Die letzte Fuhre des Tages. Dann ist erst einmal Schluss für Hasenkamps Leute. Janko Rathke, eigentlich Bankkaufmann in leitender Stellung, ist einer der Spezial-Kunstpacker, die sich in den nächsten Tagen um die Schätze aus dem Köthener Naumann-Museum kümmern werden.
Hasenkamp ist ein Familienbetrieb in fünfter Generation. Ein Unternehmen aus Köln-Frechen. Seine Leute weltweit unterwegs - und gefragt. „Hasenkamp sind die besten“, weiß auch Christine Friedrich, die Geschäftsführerin der Köthen Kultur und Marketing GmbH.

Der Leiter des Naumann-Museums bleibt trotz des Stresses die Ruhe in Person
Trotzdem: Es geht ihr schlecht. Sie leidet. Und sie hofft, dass alles gut geht. Immerhin transportieren die Männer über einen Außenaufzug Vitrinen und Präparate der ornithologischen Sammlung von unschätzbarem Wert. Eine Sammlung, die Nationales Kulturerbe darstellt.
Bernhard Just sieht die ganze Sache gewohnt pragmatisch. „Zappelig zu sein, bringt auch nichts.“ Also bleibt der Leiter des Naumann-Museums die Ruhe in Person. Umringt von Schaukästen, die straff in Folie eingepackt und deren Kanten extra gesichert sind, in seinem bald leer geräumten Reich unterm Dach. „Dass wir hier raus müssen, wissen wir seit Oktober.“ Alles sei gut vorbereitet. Darauf verlässt er sich. Und auf die Erfahrung der weitgereisten Umzugshelfer, die an diesem Nachmittag in Köthen routiniert ihren Job erledigen und damit beginnen, die Exponate Johann Friedrich Naumanns in ihr Interimsquartier nur ein paar Hundert Meter weiter zu schaffen.
Dort werden die Schätze wohl Jahre zubringen.
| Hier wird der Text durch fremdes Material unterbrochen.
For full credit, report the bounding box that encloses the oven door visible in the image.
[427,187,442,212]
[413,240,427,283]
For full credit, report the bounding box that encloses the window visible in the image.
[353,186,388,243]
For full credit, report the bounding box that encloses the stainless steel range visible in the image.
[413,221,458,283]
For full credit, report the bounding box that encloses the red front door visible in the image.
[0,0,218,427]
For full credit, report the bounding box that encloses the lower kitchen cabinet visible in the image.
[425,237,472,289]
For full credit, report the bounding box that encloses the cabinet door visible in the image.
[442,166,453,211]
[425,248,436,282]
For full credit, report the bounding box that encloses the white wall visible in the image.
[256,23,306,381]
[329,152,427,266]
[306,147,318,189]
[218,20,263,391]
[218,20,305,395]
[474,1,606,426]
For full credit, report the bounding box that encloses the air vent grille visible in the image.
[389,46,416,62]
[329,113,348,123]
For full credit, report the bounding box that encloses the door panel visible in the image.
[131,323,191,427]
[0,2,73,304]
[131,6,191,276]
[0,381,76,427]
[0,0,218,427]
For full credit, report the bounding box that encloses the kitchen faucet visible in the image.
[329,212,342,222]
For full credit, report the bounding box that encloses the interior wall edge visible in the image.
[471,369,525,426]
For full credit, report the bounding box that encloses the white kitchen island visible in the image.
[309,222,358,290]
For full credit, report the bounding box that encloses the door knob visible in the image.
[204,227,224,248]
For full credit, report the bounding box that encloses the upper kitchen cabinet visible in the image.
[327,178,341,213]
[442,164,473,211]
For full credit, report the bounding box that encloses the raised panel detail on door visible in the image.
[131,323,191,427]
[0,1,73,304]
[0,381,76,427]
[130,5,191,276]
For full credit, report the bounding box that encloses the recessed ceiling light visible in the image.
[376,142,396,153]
Das Dach des Ferdinandsbaus des Köthener Schlosses wird saniert, lasttragende Wände auch. Das dauert seine Zeit, weiß auch Bernhard Just und hofft, danach in ein saniertes Gebäude mit barrierefreiem Zugang zurückkehren zu können.
113 Vitrinen müssen fachmännisch verstaut und verladen werden
Noch nie, seit Johann Friedrich Naumann die Sammlung aufgebaut hat, hat sie diese Räume verlassen. Seit 1835, informiert der Museumsleiter, steht sie hier. Nun geht alles recht zügig. 113 Vitrinen müssen fachmännisch verstaut und verladen werden, „sie dürfen auf keinen Fall schräg gestellt werden“, weiß Bernhard Just. Circa 1.300 Vogelpräparate gilt es umzusiedeln.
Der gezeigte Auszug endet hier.